I worked with her in my undergrad years. She was completing a PhD focusing on better ways to raise certain livestock by tinkering with feeds, acidity of water, and temperature amongst other variables. She was right in there caring for the animals, changing out the disgusting urine-soaked bedding, and sweating it out in the temperature controlled rooms.
She did have advantages - always had enough funding for her research and could live in a decent apartment while other grad students were barely scraping by.
Since earning her degree I have seen her name pop up at a couple conferences and she has been continuing her research. She’s still doing research work on better ways to feed the people.
I’ve known plenty of people with enough family money and connections to be effectively guaranteed a high paying job and relatively high social status. For example, I went to high school with a guy whose family was wealthy and who at one point, owned a large coffee-roasting company (Maximus coffee group). He was pretty much set- although he has to work, he has a lot of capital and a lot of opportunity just within his family businesses. Or plenty of other guys whose fathers were high ranking partners in various law firms, and who basically greased the skids for their sons who became lawyers, either directly within their own firms, or via connections in other firms. Same thing with various other small-medium businesses; more than one person I went to high school with has inherited the family business on their parents’ retirement.
I can’t say I’ve ever known anyone from a family so wealthy that they didn’t have to work at all.
I’ve known a couple of mathematicians born into wealthy families who, nonetheless spent their lives the way I do, as professors, proving theorems and the like.
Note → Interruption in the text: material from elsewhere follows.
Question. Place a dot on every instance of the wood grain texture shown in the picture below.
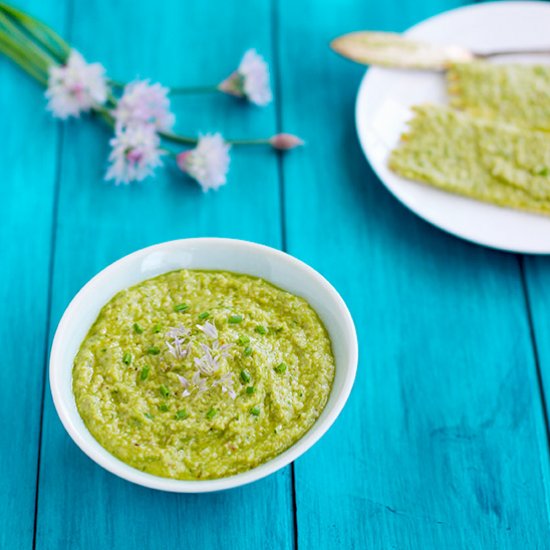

Of course, I wouldn’t have known them otherwise. There is one I know, a philosopher married to a mathematician who is a scion of one of the wealthiest families in the world. He was a socialist and for that reason disinherited and also expelled from the US (in the just post-McCarthy days) and ended up in Canada. Of course, with two professors’ salaries they still ended up very well off.
A computer scientist I know was a founder of SUN and made about $100M there. He continued as a Stanford professor until he could take early retirement at 55 (and still be emeritus). He was Sergey Brin’s thesis advisor and put some venture capital into Google, so maybe he made another $100M, I don’t know. But when I visited him, he lived rather modestly. A large house with a pool, to be sure, but he also ate $4 lunches at a canteen in the basement of the math building. His only visible display of wealth was always picking up the check when a groups of people went out to dinner (I told him the first time, “Had I known you were paying, I’d have ordered the more expensive sushi dinner” and he laughed). Except he once graciously allowed me (i do not mean this sarcastically; he was gracious about it) to pick up the $4 lunches.
On the other hand, my son has a good friend (they go back to first grade and through school) who was a “Microsoft millionaire”. He retired about 1996 or so, under 30, and has done nothing since then. He enjoys movies and goes to a lot of them. He does some traveling; as I write he and his wife and daughter are in Singapore. He manages his investments. He lives in a modest house in Seattle and essentially does nothing. I could not live that way.
I know quite a few. All that I know live relatively ordinary lives and work ordinary jobs, and otherwise live pretty normal lives with a few extras- nicer vacations, better cars, etc. Many that I’ve known have struggled to find their path through life, and are living comfortable but with relatively little direction or ambition.
My college girlfriend. Still investigating different career ideas 35 years later. Her brother went through his money (that took effort) so got his teaching certificate. He doesn’t like to have to work.